Zigbee mesh is going crazy after years of stability - help

Help, my Zigbee mesh appears to be freaking out, and I've tried everything I know to find and resolve the issue. I'm out of ideas.

This is a C-5 hub

Issue:
Something is causing my non-repeating Zigbee devices to spam my hub with messages, starting at some point in the last week or two. I can't trace it back to any specific event or device install.
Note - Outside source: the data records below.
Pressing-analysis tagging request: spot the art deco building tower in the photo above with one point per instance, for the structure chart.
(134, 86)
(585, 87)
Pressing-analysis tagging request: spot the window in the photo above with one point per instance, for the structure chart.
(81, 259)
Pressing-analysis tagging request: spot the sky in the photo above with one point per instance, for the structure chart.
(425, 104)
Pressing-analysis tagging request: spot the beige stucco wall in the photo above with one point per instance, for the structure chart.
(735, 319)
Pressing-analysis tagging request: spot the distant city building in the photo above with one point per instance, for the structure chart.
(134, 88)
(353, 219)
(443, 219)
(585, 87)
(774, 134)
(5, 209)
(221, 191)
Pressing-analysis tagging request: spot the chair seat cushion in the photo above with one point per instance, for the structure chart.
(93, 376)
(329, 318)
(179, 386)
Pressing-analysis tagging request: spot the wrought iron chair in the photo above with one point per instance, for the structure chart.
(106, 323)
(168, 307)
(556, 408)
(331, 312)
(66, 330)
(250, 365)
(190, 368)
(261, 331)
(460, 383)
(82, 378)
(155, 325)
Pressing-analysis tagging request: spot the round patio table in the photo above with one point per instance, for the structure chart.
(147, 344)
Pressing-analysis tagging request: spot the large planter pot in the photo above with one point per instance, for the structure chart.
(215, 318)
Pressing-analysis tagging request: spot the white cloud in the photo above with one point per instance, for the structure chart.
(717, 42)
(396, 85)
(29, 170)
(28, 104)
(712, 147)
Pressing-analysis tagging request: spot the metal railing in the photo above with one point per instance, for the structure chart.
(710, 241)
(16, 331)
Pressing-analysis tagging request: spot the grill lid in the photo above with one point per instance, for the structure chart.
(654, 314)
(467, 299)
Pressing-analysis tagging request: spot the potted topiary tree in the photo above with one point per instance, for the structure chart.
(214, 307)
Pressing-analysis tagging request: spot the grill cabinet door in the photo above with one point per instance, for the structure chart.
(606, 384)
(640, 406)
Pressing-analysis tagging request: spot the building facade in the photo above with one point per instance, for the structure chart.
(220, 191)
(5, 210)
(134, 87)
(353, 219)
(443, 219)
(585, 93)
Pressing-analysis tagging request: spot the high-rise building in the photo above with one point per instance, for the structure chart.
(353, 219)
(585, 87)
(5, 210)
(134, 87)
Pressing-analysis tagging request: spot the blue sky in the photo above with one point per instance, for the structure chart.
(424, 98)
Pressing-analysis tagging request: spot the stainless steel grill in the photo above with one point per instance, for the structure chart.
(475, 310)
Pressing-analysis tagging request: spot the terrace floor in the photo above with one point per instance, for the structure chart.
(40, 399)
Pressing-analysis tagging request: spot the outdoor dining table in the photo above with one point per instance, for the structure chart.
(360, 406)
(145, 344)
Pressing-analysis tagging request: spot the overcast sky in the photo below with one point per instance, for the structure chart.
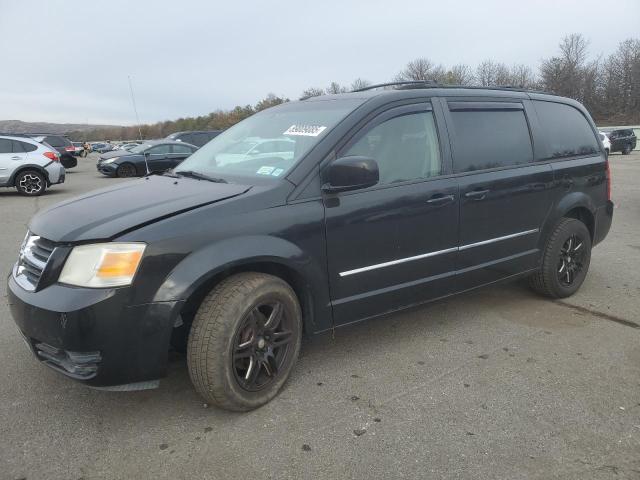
(68, 60)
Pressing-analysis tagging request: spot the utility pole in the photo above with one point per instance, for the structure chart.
(135, 109)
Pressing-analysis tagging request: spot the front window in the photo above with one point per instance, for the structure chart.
(268, 144)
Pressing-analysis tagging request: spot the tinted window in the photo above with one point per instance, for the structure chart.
(490, 139)
(57, 141)
(5, 145)
(182, 149)
(566, 130)
(23, 146)
(405, 147)
(159, 149)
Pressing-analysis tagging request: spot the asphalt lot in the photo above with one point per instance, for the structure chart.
(499, 383)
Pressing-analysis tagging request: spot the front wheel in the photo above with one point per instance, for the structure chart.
(565, 261)
(31, 183)
(244, 341)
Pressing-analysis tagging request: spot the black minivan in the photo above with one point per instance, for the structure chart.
(375, 201)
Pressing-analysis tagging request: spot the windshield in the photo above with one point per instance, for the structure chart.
(139, 148)
(268, 144)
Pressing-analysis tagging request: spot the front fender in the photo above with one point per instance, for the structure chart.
(204, 264)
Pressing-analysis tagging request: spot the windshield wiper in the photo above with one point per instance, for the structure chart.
(199, 176)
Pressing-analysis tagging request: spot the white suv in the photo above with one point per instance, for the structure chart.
(28, 166)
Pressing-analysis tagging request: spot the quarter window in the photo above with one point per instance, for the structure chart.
(5, 145)
(490, 139)
(405, 148)
(567, 131)
(182, 149)
(23, 146)
(160, 149)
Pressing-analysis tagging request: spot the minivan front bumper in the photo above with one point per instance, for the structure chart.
(93, 335)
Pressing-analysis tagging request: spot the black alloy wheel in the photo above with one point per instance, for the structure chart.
(244, 340)
(571, 260)
(30, 183)
(261, 345)
(565, 260)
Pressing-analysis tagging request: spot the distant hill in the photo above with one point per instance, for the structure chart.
(17, 126)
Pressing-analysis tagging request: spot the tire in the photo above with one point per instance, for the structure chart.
(562, 272)
(30, 183)
(126, 170)
(226, 340)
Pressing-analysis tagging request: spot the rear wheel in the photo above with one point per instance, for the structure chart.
(244, 341)
(126, 170)
(565, 260)
(31, 183)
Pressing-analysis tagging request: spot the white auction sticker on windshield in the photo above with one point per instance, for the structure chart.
(265, 170)
(305, 130)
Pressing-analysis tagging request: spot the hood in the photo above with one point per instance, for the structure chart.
(115, 153)
(103, 214)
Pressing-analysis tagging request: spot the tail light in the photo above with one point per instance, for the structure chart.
(54, 157)
(608, 173)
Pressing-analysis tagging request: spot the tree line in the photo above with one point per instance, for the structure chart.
(609, 86)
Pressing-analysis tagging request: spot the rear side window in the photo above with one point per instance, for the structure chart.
(23, 146)
(160, 149)
(5, 145)
(490, 139)
(566, 130)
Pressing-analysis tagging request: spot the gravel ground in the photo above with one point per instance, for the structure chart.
(499, 383)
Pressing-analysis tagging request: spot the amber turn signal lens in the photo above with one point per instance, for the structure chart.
(119, 264)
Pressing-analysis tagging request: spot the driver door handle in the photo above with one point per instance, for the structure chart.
(476, 194)
(440, 199)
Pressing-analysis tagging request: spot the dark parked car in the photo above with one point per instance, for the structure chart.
(197, 138)
(392, 198)
(157, 155)
(101, 147)
(63, 145)
(623, 140)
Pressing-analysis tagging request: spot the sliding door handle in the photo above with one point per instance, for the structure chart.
(440, 199)
(476, 194)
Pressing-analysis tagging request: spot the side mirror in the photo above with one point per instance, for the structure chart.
(351, 173)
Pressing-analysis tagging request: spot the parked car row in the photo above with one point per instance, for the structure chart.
(620, 140)
(151, 156)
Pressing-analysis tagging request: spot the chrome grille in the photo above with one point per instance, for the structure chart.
(34, 255)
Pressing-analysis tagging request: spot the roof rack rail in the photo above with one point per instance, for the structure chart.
(434, 84)
(405, 84)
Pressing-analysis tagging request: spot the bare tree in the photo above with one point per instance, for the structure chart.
(359, 83)
(270, 101)
(335, 87)
(421, 69)
(459, 75)
(490, 73)
(522, 76)
(311, 92)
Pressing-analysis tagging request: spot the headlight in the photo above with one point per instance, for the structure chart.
(102, 265)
These devices, like contact, motion, and temperature sensors, are typically quiet unless triggered. These devices seem to be going crazy with messages sent to the hub.

When did this start:
About a week ago, I noticed a Zigbee light bulb here or there would stop responding occasionally. Turning the light switch off for 5 seconds and then back on would resolve it. That was my first hint something was wrong with my mesh.

Tonight, 3 light bulbs in my house stopped responding. Again, manually turning off/on the switch resolved the issue, but I decided to look at my Zigbee-specific logs and saw them getting spammed with messages.

My Zigbee Logs were pretty quiet a few weeks ago, so this is not typical behavior.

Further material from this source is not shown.